Let \(\mathbf{X}_1, \mathbf{X}_2, \mathbf{X}_3, \cdots, \mathbf{X}_n\) be a sequence of independent random variables with \(E(\mathbf{X}) = \mu\) and \(\text{Var}(\mathbf{X}) = \sigma^2\). The Law of Large Numbers states that, as \(n\) becomes large, repeated experiments will result in values that are close to the expected value.

The sample mean, defined as

\[ \mathbf{X}_n = \frac{1}{n} \sum_{i=1}^n \mathbf{X}_i, \]

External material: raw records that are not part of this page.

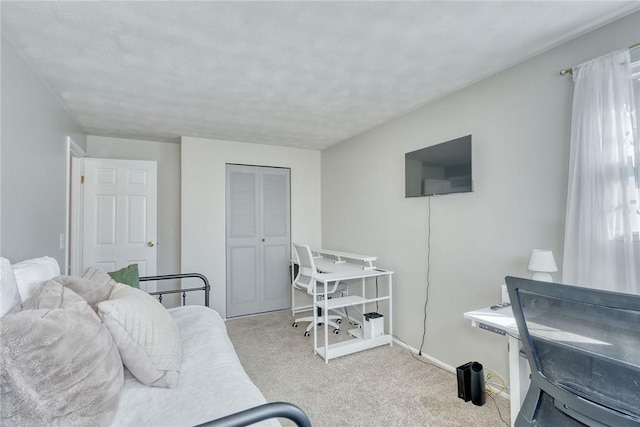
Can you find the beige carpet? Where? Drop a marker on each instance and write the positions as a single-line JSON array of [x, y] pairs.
[[385, 386]]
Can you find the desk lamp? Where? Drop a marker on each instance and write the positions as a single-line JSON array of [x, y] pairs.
[[542, 263]]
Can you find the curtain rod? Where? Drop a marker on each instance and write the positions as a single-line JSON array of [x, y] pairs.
[[570, 71]]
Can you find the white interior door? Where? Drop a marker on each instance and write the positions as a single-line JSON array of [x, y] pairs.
[[258, 239], [120, 215]]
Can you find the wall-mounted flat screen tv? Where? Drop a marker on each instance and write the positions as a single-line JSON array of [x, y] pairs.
[[443, 168]]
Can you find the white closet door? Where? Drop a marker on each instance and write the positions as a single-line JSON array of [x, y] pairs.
[[258, 239]]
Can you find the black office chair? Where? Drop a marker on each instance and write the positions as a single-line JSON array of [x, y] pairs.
[[583, 348]]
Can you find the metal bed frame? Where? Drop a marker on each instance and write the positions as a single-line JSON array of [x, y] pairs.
[[206, 288], [248, 416]]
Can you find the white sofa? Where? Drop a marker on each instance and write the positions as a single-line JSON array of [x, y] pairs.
[[211, 383]]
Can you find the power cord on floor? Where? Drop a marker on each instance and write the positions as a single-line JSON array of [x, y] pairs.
[[498, 408], [491, 392], [488, 384]]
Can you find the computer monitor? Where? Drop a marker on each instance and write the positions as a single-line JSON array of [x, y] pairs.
[[583, 348]]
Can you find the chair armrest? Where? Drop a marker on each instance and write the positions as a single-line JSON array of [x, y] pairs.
[[206, 288], [261, 413]]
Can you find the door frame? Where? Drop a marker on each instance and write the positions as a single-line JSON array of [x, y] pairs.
[[74, 200]]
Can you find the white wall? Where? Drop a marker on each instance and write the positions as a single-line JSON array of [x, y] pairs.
[[203, 201], [520, 122], [167, 155], [34, 162]]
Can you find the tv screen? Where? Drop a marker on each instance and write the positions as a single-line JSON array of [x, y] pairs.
[[443, 168]]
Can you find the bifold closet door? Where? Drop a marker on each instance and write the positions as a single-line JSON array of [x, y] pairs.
[[258, 239]]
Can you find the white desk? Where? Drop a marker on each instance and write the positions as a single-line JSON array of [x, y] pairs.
[[338, 269], [501, 321]]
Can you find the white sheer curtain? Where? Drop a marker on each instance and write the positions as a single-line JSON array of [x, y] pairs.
[[601, 247]]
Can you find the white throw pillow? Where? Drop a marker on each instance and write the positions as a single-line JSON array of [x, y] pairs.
[[32, 272], [146, 335], [9, 296]]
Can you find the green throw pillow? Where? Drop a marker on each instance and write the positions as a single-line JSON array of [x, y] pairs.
[[128, 275]]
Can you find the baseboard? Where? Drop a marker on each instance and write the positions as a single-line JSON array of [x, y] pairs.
[[437, 362]]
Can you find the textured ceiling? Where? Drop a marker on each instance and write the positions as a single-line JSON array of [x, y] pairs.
[[303, 74]]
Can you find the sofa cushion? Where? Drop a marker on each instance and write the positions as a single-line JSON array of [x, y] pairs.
[[92, 291], [60, 365], [128, 275], [31, 273], [146, 335], [9, 295]]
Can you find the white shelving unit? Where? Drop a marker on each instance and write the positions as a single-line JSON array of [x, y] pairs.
[[351, 271]]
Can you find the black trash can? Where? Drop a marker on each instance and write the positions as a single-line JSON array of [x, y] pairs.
[[478, 393]]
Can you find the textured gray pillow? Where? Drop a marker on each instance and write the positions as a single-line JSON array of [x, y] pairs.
[[59, 363]]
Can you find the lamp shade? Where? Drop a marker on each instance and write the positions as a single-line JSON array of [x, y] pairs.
[[542, 261]]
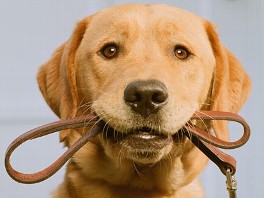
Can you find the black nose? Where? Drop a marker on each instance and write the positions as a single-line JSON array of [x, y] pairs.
[[146, 97]]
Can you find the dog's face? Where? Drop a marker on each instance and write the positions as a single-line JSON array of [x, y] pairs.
[[145, 74], [144, 70]]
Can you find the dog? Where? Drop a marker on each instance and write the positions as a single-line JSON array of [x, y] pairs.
[[144, 70]]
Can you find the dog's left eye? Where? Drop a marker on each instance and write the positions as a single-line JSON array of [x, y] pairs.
[[181, 52], [109, 51]]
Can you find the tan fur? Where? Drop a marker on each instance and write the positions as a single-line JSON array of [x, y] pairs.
[[77, 80]]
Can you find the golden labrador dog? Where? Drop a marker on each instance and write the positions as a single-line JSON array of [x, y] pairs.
[[144, 70]]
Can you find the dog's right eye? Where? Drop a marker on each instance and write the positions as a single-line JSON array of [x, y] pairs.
[[109, 51]]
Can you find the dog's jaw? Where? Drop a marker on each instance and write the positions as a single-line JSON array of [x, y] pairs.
[[143, 145]]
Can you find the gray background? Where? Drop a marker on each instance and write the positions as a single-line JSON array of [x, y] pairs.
[[30, 31]]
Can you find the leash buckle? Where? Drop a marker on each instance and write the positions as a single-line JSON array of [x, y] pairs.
[[231, 184]]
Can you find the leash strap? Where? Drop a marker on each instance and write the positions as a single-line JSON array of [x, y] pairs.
[[206, 142]]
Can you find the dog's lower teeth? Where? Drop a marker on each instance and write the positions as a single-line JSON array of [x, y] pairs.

will converge to \(\mu\) as \(n \rightarrow \infty\).

Proof:

We want to show that \(P(|\mathbf{X}_n - \mu| > \epsilon) \rightarrow 0\) as \(n \rightarrow \infty\). Since the \(\mathbf{X}_i\)'s are independent:

\[ \begin{aligned} E(\mathbf{X}_n) &= \frac{1}{n} \sum_{i=1}^n E(\mathbf{X}_i) = \mu, \\ \text{Var}(\mathbf{X}_n) &= \frac{1}{n^2} \sum_{i=1}^n \text{Var}(\mathbf{X}_i) = \frac{\sigma^2}{n}, \\ \text{as } n &\rightarrow \infty, \text{Var}(\mathbf{X}_n) \rightarrow 0, \\ P(|\mathbf{X}_n - \mu| > \epsilon) &\leq \frac{\text{Var}(\mathbf{X}_n)}{\epsilon^2} \\ &= \frac{\sigma^2}{n\epsilon^2} \rightarrow 0, \quad \text{as } n \rightarrow \infty. \end{aligned} \]

Thus, we have shown that \(P(|\mathbf{X}_n - \mu| > \epsilon) \rightarrow 0\) as \(n \to \infty\), completing the proof.